Study of Atezolizumab as Monotherapy and in Combination With Platinum-Based Chemotherapy in Participants With Untreated Locally Advanced or Metastatic Urothelial Carcinoma (IMvigor130)

Sponsor: 
Hoffmann-La Roche
Enrollment: 
1200
Study Design: 
This is a Phase III, 3-armed randomized clinical trial that includes both cisplatin eligible and ineligible patients with locally advanced or metastatic urothelial cancer and ECOG performance status < 2. The trial compares in a 1:1:1 randomization single agent atezolizumab alone to platinum-based combination chemotherapy with gemcitabine and cisplatin or carboplatin plus atezolizumab versus chemotherapy alone with gemcitabine and cisplatin or carboplatin and placebo.
Rationale: 
With the approvals of checkpoint inhibitors for urothelial cancer it has become of interest to assess the PD-L1 checkpoint inhibitor, atezolizumab, versus the combination of platin-based chemotherapy and a checkpoint inhibitor versus chemotherapy alone in the front line setting in both cisplatin eligible and ineligible patients.
Endpoints: 
PFS, OS and safety
Comments: 
This trial follows on the heels of the successful Phase II IMvigor 210 trial with atezolizumab in the first line setting in cisplatin ineligible patients (cohort 1) and IMvigor 210 (cohort 2) in patients who had failed prior platinum based chemotherapy (1-3). IMvigor 211, the phase III study in second line compared to chemotherapy did not meet its primary endpoint of an improvement in overall survival, in part due to the design of the study which relied heavily on PD-L1 status (4).

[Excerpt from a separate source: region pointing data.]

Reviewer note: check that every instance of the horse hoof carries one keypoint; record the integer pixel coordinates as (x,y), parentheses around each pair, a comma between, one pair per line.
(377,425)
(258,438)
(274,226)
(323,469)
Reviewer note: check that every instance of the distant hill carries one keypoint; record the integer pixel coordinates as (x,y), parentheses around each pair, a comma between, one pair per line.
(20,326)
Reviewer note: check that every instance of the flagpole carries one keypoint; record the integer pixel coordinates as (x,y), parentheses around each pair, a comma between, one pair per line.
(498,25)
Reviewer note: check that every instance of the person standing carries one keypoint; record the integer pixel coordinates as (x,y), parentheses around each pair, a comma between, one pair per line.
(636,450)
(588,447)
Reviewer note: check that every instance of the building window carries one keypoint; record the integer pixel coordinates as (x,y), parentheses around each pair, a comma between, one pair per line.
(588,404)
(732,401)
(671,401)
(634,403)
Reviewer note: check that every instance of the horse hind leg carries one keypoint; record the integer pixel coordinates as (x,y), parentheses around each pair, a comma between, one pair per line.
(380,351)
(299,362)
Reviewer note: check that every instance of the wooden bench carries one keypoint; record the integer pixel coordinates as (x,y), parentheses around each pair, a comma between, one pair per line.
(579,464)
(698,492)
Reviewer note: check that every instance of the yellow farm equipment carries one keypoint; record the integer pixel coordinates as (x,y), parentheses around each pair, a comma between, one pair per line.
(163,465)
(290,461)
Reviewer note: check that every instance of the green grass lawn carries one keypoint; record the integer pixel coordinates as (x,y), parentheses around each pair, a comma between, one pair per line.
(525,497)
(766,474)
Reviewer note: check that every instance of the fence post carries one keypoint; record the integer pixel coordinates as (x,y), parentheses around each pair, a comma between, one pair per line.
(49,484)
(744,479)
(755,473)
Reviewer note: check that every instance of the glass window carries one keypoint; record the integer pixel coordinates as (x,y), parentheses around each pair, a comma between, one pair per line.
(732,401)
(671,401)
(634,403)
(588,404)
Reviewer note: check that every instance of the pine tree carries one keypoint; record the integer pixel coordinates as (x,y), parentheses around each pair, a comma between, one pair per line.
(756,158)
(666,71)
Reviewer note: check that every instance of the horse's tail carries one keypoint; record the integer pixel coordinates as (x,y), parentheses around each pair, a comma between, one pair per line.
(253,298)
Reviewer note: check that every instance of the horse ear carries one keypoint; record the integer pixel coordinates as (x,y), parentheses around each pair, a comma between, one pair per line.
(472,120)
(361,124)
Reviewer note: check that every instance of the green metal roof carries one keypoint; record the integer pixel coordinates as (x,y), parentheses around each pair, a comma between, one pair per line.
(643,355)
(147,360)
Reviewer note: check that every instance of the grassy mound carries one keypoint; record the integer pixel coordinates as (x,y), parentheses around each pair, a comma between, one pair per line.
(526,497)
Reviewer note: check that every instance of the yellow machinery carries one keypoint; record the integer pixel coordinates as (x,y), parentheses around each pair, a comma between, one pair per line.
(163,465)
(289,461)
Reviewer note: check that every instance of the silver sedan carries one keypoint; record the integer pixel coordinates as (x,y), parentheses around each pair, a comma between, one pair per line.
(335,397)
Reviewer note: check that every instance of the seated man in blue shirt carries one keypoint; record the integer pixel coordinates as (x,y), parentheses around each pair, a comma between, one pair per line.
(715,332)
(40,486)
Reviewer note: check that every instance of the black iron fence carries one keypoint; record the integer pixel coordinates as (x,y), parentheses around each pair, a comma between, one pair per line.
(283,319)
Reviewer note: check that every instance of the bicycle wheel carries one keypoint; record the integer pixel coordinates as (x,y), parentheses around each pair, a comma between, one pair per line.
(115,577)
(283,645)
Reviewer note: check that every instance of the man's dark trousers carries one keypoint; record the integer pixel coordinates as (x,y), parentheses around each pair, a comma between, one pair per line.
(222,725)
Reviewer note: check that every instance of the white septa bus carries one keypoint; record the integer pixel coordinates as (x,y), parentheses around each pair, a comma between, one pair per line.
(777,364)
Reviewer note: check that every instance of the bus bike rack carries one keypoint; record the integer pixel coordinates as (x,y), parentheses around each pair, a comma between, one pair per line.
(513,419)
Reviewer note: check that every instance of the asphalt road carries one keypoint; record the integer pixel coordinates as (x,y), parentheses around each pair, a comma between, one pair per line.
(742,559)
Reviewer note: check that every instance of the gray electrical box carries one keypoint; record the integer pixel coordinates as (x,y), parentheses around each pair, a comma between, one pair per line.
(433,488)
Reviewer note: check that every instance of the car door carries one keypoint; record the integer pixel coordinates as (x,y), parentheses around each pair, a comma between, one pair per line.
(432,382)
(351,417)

A Study of Pembrolizumab (MK-3475) Versus Paclitaxel, Docetaxel, or Vinflunine for Participants With Advanced Urothelial Cancer (MK-3475-045/KEYNOTE-045)

Sponsor: 
Merck
Enrollment: 
542
Study Design: 
This is a Phase III, randomized clinical trial comparing pembrolizumab for up to 2 years to chemotherapy in terms of OS and PFS. The chemotherapy regimen consists of either paclitaxel, docetaxel, or vinflunine and in a recent amendment, patients are able to crossover to receive pembrolizumab if they experience disease progression with chemotherapy. Eligibility is limited to patients with histologically confirmed UC with measurable disease after previous platinum therapy.
Rationale: 
Until recently, there were limited options for patients with locally advanced/unresectable urothelial cancer (UC) that has recurred or progressed after combination platinum-based chemotherapy. Given the activity of PD-1/PD-L1 inhibitors in the metastatic setting, this randomized trial aims to compare the impact of pembrolizumab on overall survival (OS) and progression-free survival (PFS) compared to chemotherapy (investigator’s choice of paclitaxel, docetaxel, or vinflunine). Previous Phase III results demonstrated longer OS in the pembrolizumab group and the updated results were presented at ESMO.
Comments: 
Additional follow-up confirms superior OS of pembrolizumab immunotherapy over chemotherapy as second-line treatment after cisplatin based combination chemotherapy.
Results: 
With median follow-up of 22.5 months for both treatment arms, median OS was significantly longer in the pembrolizumab arm in all patients (10.3 vs. 7.4 months; HR 0.70, p = 0.0003) which was an improvement over the earlier analysis with HR of 0.73. In patients with PD-L1 combined positive score (CPS; % of PD-L1 expressing tumor and inflammatory cells) 10%, median OS was also improved with pembrolizumab vs. chemotherapy (8.0 vs. 5.2 months; HR 0.58, p=0.003). The overall response rate was greater with pembrolizumab (21.1% vs. 11.0%) and treatment-related AEs of any grade were fewer (62.0% vs. 90.6%). However, PFS was not statistically different between the groups.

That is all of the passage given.